Author Topic: Any RAID gurus in here? (more RAID problems) (Read 17678 times)

jondecker76 · « **on:** July 30, 2008, 04:12:44 am »

Well, i'm back to having raid troubles again. (this is the same thing that happened that caused me to lose all of my data last time)

I did some simple checks with mdadm - and it agrees that the status of one of the drives is Removed... (what is strange is that the drive is good - it said this last time, and it was fine on a fresh install for over a month)

Code: [Select]

linuxmce@dcerouter:~$ sudo mdadm --detail /dev/md0
/dev/md0:
        Version : 00.90.03
  Creation Time : Sat Jun 14 09:30:50 2008
     Raid Level : raid5
     Array Size : 1953524992 (1863.03 GiB 2000.41 GB)
  Used Dev Size : 976762496 (931.51 GiB 1000.20 GB)
   Raid Devices : 3
  Total Devices : 2
Preferred Minor : 0
    Persistence : Superblock is persistent

    Update Time : Tue Jul 29 22:04:34 2008
          State : clean, degraded
 Active Devices : 2
Working Devices : 2
 Failed Devices : 0
  Spare Devices : 0

         Layout : left-symmetric
     Chunk Size : 64K

           UUID : ef05e3dd:c2ec8d78:bd9f1658:0a1d2015 (local to host dcerouter)
         Events : 0.140014

    Number   Major   Minor   RaidDevice State
       0       0        0        0      removed
       1       8       32        1      active sync   /dev/sdc
       2       8       48        2      active sync   /dev/sdd

lookin in the web admin, sdb,sdc,and sdd are the 3 drives for the array. In the admin, /dev/sdb is show as "Spare", "Removed"

What should my next step be? I don't want to jump the gun again and lose all my data again in the process...

jondecker76 · « **Reply #1 on:** July 30, 2008, 03:11:47 pm »

I checked and changed out cables this morning - everything seems like it should inside the core. Something is definitely wrong however as the performance of the core has degraded.

I'm at work for the day, so hopefully by the time I get home tonight this will be seen by someone with experience with mdadm and software RAIDs

mikedehaan · « **Reply #2 on:** July 30, 2008, 08:30:10 pm »

Please post your mdadm.conf file as well as output from the following command:

Code: [Select]

mdadm -Ebsc partitions
This command will scan your partitions for the existence of any RAID superblock.
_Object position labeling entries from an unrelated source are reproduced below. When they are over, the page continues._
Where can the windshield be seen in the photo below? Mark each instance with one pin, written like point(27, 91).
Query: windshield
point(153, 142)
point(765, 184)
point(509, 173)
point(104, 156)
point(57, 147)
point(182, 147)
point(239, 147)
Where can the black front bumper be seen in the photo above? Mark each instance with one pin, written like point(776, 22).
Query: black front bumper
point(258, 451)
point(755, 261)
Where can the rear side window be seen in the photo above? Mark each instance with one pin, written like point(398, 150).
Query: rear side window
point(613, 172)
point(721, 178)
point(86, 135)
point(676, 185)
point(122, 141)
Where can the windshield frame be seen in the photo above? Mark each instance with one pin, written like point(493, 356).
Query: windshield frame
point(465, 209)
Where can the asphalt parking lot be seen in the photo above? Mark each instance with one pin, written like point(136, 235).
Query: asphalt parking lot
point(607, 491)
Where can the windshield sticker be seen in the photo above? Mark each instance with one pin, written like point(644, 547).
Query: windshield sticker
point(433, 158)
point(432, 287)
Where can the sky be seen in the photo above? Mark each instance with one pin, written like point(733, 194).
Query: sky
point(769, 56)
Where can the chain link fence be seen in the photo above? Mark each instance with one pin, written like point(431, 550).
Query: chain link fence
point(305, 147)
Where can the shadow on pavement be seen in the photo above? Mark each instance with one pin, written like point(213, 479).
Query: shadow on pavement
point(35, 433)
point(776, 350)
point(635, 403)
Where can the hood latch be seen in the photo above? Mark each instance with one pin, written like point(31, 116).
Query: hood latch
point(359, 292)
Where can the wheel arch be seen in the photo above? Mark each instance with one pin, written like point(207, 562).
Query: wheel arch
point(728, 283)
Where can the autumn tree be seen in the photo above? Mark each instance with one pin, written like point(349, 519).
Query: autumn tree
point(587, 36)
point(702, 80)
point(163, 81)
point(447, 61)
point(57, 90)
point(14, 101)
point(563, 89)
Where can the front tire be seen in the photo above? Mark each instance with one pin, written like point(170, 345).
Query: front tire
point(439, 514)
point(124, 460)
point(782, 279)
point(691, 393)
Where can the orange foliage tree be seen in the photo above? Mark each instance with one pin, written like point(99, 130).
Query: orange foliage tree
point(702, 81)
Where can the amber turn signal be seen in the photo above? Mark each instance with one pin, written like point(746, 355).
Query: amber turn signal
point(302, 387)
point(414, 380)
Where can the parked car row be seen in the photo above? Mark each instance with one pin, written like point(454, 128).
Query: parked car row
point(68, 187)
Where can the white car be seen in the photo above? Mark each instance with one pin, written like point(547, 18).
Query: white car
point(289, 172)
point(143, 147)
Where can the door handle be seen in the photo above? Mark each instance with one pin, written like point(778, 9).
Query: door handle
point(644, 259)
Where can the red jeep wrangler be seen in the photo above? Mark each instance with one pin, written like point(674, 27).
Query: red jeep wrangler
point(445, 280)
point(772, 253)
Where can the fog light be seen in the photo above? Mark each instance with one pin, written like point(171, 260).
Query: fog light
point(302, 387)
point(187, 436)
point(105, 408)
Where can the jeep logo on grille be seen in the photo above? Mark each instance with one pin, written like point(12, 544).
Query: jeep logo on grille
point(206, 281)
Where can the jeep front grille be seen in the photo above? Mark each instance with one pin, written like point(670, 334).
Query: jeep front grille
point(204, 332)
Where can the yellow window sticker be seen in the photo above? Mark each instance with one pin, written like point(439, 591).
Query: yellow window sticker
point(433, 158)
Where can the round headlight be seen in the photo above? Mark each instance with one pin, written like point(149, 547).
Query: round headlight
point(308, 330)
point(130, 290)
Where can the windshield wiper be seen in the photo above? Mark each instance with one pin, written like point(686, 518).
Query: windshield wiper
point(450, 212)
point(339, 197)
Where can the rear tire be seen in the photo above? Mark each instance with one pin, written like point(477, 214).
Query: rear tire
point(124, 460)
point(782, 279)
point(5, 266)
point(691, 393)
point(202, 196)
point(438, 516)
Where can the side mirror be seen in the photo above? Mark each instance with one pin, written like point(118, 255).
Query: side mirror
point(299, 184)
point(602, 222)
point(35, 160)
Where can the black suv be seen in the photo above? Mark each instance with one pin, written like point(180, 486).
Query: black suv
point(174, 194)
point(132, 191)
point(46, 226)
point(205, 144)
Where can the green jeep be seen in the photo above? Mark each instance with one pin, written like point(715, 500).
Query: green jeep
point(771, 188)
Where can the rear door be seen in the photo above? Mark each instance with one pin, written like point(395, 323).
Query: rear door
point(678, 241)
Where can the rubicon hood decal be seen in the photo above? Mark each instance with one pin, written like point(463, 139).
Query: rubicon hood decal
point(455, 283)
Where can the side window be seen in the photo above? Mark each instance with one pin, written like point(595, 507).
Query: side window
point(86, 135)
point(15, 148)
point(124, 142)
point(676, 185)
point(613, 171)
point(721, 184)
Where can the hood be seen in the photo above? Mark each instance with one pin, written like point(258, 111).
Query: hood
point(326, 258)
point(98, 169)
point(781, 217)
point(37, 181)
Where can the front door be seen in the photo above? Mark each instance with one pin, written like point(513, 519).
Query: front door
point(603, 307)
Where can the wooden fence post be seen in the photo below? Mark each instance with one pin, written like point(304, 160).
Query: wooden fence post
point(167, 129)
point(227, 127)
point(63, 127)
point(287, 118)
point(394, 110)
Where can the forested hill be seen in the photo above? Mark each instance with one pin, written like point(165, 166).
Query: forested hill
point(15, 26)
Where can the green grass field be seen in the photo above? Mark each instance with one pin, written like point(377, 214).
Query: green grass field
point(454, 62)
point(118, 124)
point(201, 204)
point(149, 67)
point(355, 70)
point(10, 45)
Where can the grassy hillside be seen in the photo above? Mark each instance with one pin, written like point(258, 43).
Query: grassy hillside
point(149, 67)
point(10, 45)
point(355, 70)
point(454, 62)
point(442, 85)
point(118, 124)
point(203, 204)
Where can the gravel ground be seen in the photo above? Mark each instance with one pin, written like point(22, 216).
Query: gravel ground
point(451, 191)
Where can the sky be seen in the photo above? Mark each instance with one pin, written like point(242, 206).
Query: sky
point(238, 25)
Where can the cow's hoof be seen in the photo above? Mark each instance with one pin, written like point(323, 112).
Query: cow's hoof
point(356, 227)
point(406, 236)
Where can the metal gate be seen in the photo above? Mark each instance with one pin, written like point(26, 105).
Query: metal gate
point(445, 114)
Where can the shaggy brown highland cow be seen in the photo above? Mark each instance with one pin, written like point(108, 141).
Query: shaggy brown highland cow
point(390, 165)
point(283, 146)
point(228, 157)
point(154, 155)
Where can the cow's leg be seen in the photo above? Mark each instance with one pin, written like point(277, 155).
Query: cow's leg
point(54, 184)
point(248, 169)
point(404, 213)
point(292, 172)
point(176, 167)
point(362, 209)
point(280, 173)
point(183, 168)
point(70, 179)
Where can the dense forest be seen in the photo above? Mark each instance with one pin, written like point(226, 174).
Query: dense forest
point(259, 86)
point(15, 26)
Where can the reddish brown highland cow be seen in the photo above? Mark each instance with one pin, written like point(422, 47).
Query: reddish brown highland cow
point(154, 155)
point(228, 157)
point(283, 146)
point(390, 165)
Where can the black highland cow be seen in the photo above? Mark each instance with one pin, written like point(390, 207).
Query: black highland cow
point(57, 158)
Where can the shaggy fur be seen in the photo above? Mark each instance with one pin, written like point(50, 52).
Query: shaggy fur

This is primarily important for the config lines it will spit out. These should match what you have in your mdadm.conf file.

In my opinion, this is really just the first place to start. Hopefully we'll figure something out from this.

jondecker76 · « **Reply #3 on:** July 30, 2008, 09:47:04 pm »

Code: [Select]

linuxmce@dcerouter:~$ sudo mdadm -Ebsc partitions
ARRAY /dev/md0 level=raid5 num-devices=3 UUID=ef05e3dd:c2ec8d78:bd9f1658:0a1d2015

Code: [Select]

# mdadm.conf
#
# Please refer to mdadm.conf(5) for information about this file.
#

# by default, scan all partitions (/proc/partitions) for MD superblocks.
# alternatively, specify devices to scan, using wildcards if desired.
DEVICE partitions

# auto-create devices with Debian standard permissions
CREATE owner=root group=disk mode=0660 auto=yes

# automatically tag new arrays as belonging to the local system
HOMEHOST <system>

# instruct the monitoring daemon where to send mail alerts
MAILADDR root

# definitions of existing MD arrays

# This file was auto-generated on Mon, 21 Apr 2008 15:58:25 -0400
# by mkconf $Id: mkconf 324 2007-05-05 18:49:44Z madduck $
PROGRAM /usr/pluto/bin/monitoring_RAID.sh

thanks for the reply!

mikedehaan · « **Reply #4 on:** July 30, 2008, 10:36:43 pm »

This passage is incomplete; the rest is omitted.